The bishop likened confession to a dentist’s office. If there is a cavity, you have to drill out all of the bad tooth before you are healed. With sin, if there is sin, you need to root it out by a complete and total confession before you are forgiven.
He then proceeded to ask horrible, invasive questions. What exactly did I do with my boyfriend? Did he touch me? Where did he touch me? How did he touch me? Did I masturbate? (No.) Had I orgasmed? (No.) Had we engaged in oral sex? (No.) Had we engaged in intercourse? (No.)
I was so mortified. I started looking at the door. He saw this and told me that he knew I was feeling uncomfortable and that was because we were discussing sins. That it was the spirit telling me that these types of sins were disgusting and wrong. – I now know that this is “grooming” behavior of predators. He manipulated me and my natural, divinely-given senses of warning.
He then told me that I was on a path to serious sin. So, instead of a warning, he said I needed to know what it felt like to sin. He punished me by disfellowshipping me from the church, forbidding me to take the sacrament for months.
The bishop would not tell me how long my punishment was for. (It ended up being for 4 months.) I also had to return each week, during youth group (Mutual,) to continue to discuss these horrible, horrible things. He gave me “The Miracle of Forgiveness” to read. It brought me even lower in my depression.
I also had to break up with my boyfriend and have no contact with him at all. I felt completely alone.
During one of these “sessions” with the bishop, I told him that I felt so horrible, that if I were to die that day, I would go to the Telestial Kingdom, with the liars and the murderers. He nodded.
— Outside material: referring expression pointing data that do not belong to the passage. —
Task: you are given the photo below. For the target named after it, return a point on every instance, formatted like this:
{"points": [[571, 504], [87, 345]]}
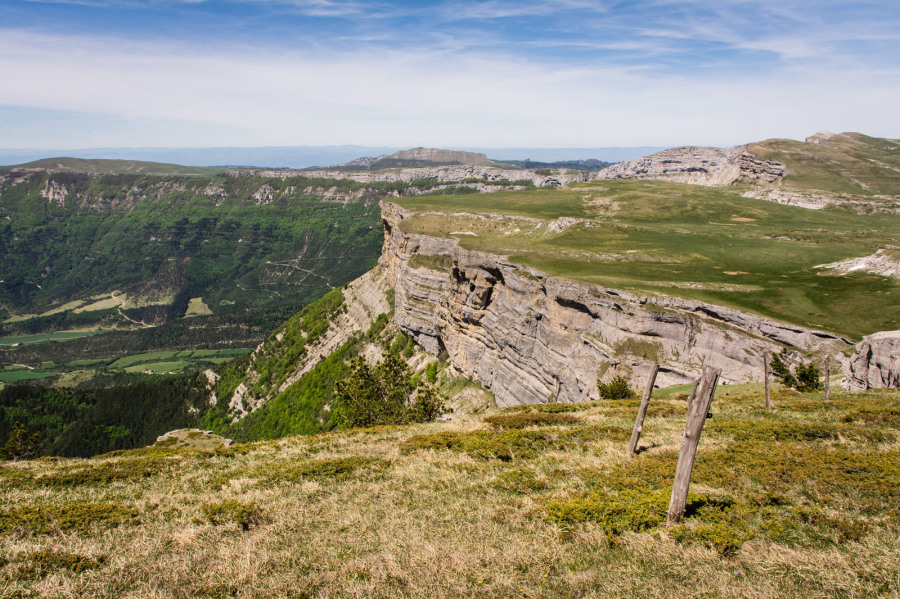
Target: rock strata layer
{"points": [[443, 174], [532, 338], [699, 166], [876, 362]]}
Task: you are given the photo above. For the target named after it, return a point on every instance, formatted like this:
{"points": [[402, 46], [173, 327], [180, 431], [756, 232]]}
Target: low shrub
{"points": [[231, 510], [505, 445], [525, 419], [106, 473], [520, 480], [780, 430], [616, 389], [634, 510], [74, 515]]}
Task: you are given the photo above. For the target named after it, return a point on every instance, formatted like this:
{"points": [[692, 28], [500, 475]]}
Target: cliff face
{"points": [[876, 362], [443, 174], [531, 338], [699, 166]]}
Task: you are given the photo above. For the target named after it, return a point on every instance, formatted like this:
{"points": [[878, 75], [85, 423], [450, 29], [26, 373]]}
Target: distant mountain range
{"points": [[308, 156]]}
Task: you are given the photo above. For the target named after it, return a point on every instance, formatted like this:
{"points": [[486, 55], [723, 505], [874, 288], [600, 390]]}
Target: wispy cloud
{"points": [[494, 72]]}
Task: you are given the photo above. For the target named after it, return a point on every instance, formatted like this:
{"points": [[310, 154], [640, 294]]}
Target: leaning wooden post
{"points": [[689, 443], [642, 411], [693, 393]]}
After my experience, I stayed in the church for several years, but continued to struggle with depression and self-doubt. Because of my experience, I felt that my body was not my own. I found myself in other bishop’s offices often, as I thought I was not capable of recognizing sin, or working it out on my own with Heavenly Father and my Savior. Those bishops were a lot kinder. I actually confessed to some minor sins to one, sins more severe than when I was a teen. I left his office with a blessing.
After years and years of self-loathing, I eventually became inactive because I could not find happiness at church. It was one of the hardest, most painful things to do, but after I left, I found I was happier.
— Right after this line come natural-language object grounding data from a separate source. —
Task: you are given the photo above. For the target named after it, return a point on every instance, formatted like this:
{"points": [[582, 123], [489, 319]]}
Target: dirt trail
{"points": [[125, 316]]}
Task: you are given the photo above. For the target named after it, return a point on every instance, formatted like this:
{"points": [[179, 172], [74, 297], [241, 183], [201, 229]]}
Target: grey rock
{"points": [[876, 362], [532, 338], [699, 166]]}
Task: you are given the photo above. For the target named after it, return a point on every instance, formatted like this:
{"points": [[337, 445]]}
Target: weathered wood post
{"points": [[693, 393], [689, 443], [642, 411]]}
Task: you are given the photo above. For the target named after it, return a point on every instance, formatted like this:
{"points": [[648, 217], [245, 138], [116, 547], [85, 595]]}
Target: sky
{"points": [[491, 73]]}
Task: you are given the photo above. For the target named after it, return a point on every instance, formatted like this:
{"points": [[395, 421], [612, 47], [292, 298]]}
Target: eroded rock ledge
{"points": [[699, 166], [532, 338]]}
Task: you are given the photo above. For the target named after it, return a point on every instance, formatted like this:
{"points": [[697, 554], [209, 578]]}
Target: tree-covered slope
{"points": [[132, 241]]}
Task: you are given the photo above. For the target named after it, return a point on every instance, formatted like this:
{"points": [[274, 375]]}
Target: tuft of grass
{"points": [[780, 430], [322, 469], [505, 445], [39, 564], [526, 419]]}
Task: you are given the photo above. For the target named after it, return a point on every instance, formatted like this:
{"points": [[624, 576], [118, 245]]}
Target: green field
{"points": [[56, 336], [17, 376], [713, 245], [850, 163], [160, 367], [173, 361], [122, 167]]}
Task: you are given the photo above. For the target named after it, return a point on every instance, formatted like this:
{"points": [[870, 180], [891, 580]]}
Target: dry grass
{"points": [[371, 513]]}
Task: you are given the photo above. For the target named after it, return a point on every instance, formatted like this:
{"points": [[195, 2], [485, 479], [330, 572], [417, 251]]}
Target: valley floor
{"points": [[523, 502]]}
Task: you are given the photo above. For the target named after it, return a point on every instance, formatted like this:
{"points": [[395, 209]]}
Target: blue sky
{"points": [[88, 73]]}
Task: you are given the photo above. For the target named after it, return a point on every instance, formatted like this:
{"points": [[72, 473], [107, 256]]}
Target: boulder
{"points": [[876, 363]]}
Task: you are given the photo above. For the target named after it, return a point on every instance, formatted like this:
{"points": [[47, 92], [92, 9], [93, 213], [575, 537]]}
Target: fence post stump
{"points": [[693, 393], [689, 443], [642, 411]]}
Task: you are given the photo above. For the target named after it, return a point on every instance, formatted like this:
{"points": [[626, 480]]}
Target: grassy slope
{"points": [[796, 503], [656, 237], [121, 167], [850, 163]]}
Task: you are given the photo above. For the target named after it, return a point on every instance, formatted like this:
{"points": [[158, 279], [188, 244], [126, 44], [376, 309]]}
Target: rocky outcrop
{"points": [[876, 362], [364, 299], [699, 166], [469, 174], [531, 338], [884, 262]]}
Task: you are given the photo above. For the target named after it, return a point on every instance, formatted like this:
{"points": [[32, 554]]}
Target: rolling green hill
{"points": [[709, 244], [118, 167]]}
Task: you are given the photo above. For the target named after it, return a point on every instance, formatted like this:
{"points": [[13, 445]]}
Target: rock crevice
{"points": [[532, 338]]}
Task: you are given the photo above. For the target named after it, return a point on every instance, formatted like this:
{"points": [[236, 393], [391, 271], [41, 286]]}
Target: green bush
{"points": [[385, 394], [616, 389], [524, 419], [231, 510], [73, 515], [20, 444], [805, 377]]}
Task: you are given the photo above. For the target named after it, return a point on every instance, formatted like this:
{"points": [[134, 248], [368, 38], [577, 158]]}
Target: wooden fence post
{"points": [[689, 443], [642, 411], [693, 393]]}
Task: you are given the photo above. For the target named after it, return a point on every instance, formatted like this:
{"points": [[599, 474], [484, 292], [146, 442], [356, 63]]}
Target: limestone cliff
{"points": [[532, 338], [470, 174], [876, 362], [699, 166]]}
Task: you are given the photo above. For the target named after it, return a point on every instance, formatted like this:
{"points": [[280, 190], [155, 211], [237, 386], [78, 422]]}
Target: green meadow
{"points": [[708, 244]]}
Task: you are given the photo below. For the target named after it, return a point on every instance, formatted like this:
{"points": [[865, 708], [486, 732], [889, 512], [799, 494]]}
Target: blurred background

Life got easier for a while. However, I still followed the church. I read conference talks. I watched the news about the church. I saw members starting to stand up for those that didn’t fit in. I started to feel like there were people who cared for me. I wondered if (President) Uchtdorf was speaking to me when, in his conference talk of fall of 2013, he said, “There is room for you here.”
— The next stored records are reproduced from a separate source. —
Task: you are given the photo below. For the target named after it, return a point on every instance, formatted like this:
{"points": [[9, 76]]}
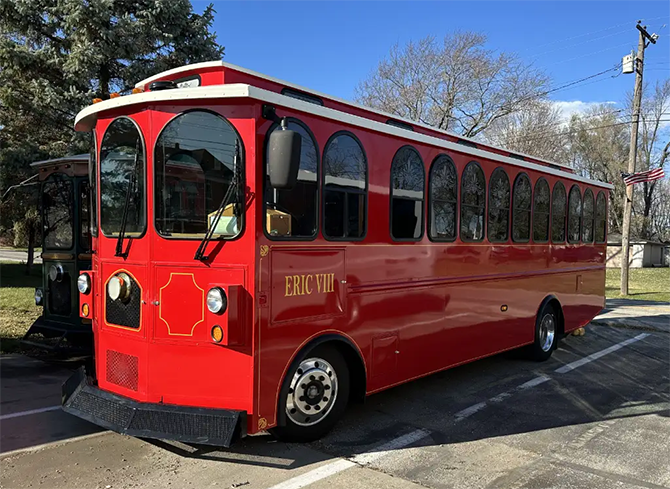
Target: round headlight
{"points": [[84, 283], [56, 273], [216, 300]]}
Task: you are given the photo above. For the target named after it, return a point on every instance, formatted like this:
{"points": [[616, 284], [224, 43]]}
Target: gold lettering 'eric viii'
{"points": [[320, 283]]}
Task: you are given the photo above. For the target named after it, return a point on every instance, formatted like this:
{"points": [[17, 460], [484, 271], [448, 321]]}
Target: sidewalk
{"points": [[632, 314]]}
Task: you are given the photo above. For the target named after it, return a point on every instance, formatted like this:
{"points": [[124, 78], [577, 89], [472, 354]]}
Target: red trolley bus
{"points": [[266, 253]]}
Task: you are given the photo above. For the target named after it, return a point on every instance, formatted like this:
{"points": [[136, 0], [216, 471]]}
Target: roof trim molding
{"points": [[86, 120]]}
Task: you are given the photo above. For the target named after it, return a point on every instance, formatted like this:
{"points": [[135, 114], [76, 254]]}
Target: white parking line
{"points": [[340, 465], [475, 408], [595, 356], [28, 413]]}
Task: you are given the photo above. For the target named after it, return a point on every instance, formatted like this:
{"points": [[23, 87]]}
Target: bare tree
{"points": [[598, 145], [653, 149], [457, 85], [537, 128]]}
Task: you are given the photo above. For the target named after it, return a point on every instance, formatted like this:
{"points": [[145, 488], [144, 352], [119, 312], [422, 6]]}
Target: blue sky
{"points": [[331, 46]]}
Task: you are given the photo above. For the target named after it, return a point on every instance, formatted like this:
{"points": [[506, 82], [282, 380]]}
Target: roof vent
{"points": [[465, 142], [162, 85], [400, 124]]}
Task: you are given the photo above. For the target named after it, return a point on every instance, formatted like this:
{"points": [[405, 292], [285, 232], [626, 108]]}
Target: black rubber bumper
{"points": [[219, 427]]}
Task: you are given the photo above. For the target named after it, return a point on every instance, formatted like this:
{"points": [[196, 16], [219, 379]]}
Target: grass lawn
{"points": [[17, 303], [650, 284]]}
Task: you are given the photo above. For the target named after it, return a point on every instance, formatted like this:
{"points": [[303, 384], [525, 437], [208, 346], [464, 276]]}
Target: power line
{"points": [[579, 43], [539, 136]]}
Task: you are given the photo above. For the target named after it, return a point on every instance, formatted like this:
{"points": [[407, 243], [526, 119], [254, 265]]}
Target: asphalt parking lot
{"points": [[596, 415]]}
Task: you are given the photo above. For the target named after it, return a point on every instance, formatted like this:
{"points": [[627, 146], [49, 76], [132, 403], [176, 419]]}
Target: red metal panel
{"points": [[307, 284]]}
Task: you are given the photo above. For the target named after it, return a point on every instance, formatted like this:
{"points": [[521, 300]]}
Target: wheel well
{"points": [[554, 302], [351, 355]]}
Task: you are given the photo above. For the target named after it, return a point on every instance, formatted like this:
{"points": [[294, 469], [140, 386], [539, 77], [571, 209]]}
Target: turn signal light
{"points": [[217, 334]]}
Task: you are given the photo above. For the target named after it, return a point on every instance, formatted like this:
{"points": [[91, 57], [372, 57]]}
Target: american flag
{"points": [[643, 176]]}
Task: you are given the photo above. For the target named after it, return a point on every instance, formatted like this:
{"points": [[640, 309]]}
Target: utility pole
{"points": [[645, 39]]}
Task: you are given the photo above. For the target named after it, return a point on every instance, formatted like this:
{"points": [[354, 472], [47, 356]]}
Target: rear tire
{"points": [[546, 334], [314, 395]]}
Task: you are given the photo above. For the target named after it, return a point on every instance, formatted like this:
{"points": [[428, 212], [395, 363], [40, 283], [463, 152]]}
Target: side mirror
{"points": [[284, 157]]}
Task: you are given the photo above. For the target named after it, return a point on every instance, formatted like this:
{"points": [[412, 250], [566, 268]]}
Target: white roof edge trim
{"points": [[214, 64], [86, 117], [293, 103]]}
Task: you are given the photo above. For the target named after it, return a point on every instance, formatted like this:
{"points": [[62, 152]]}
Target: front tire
{"points": [[546, 334], [314, 396]]}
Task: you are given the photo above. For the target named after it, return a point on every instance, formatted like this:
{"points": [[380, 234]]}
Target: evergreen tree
{"points": [[57, 55]]}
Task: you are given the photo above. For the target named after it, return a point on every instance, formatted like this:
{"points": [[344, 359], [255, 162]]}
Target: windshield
{"points": [[121, 177], [194, 165], [57, 200]]}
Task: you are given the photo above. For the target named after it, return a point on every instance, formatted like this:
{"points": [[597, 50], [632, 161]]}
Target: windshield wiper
{"points": [[124, 218], [233, 190]]}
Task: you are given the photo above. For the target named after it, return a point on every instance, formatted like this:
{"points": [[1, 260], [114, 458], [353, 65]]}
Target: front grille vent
{"points": [[122, 369]]}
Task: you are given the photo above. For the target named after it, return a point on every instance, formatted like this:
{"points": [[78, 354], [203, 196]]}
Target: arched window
{"points": [[344, 188], [291, 214], [558, 204], [443, 199], [122, 174], [521, 208], [407, 188], [498, 226], [574, 214], [587, 217], [473, 202], [601, 217], [541, 199], [198, 158]]}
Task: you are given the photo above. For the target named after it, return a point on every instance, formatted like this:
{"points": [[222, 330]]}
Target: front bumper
{"points": [[219, 427]]}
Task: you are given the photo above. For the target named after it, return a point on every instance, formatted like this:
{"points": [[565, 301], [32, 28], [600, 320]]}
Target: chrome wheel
{"points": [[547, 332], [312, 392]]}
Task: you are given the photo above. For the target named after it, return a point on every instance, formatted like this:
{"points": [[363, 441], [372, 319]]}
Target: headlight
{"points": [[84, 283], [216, 300]]}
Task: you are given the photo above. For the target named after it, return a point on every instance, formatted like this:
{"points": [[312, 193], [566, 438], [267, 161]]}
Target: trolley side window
{"points": [[499, 196], [85, 227], [57, 198], [601, 217], [443, 199], [407, 191], [574, 214], [558, 203], [293, 214], [522, 199], [473, 202], [344, 188], [198, 162], [587, 217], [541, 200]]}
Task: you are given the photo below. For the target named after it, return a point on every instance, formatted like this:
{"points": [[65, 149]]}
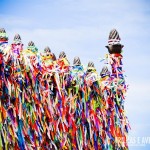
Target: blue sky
{"points": [[81, 28]]}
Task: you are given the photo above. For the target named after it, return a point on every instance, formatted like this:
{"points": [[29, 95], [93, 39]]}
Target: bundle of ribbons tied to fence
{"points": [[47, 103]]}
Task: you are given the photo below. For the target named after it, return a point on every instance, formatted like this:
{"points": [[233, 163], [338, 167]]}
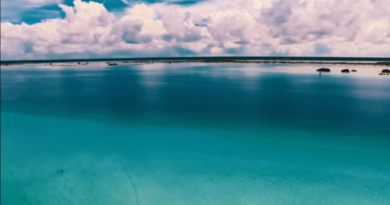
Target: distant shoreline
{"points": [[221, 59], [118, 63]]}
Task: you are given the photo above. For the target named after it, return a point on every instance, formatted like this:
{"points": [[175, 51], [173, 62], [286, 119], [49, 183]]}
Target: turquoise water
{"points": [[193, 134]]}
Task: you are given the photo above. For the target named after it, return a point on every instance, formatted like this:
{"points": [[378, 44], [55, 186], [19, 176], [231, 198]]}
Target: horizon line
{"points": [[294, 58]]}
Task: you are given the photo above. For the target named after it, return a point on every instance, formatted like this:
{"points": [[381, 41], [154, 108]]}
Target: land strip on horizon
{"points": [[224, 59]]}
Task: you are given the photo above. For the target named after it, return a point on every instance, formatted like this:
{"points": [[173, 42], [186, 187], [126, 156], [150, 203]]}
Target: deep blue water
{"points": [[193, 134]]}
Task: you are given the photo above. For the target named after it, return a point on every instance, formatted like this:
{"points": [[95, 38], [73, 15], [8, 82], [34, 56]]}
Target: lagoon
{"points": [[194, 134]]}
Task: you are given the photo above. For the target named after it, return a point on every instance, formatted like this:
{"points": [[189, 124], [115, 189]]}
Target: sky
{"points": [[55, 29]]}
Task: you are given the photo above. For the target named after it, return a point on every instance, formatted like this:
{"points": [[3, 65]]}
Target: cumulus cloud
{"points": [[214, 27]]}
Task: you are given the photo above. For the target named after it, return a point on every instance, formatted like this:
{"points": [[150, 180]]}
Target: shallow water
{"points": [[194, 134]]}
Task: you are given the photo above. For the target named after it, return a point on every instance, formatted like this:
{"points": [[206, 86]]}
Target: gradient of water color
{"points": [[194, 134]]}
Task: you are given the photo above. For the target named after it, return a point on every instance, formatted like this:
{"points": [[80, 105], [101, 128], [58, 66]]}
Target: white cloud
{"points": [[245, 27]]}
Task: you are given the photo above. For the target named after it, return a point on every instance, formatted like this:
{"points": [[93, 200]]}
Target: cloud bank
{"points": [[214, 27]]}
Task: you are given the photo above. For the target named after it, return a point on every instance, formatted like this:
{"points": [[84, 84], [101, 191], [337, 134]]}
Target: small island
{"points": [[323, 70], [385, 72]]}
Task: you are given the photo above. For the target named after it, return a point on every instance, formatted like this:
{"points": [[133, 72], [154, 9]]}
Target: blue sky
{"points": [[44, 29]]}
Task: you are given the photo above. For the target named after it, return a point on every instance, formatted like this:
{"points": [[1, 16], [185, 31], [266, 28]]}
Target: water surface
{"points": [[194, 134]]}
But then my sister came out as a member of the LGBT community, and I realized how she had years and years of worse self-hatred and attempted suicide. – All brought about due to her experience in our ward when we were growing up. Then the church excommunicated Kate Kelly and John Dehlin. I have not been back.
I started having depression again. I went to a professional – this time, getting the right kind of help. Within 15 minutes of our first session, my therapist diagnosed me with Post Traumatic Stress Disorder. The trauma imprinted on my mind when I went to the bishop’s office when I was 16. Through therapy, I realized that I was a victim of sexual exploitation and voyeurism.
PTSD has affected my life tremendously. Not a day goes by when I don’t think of that event with the bishop. It has been debilitating throughout my adult life.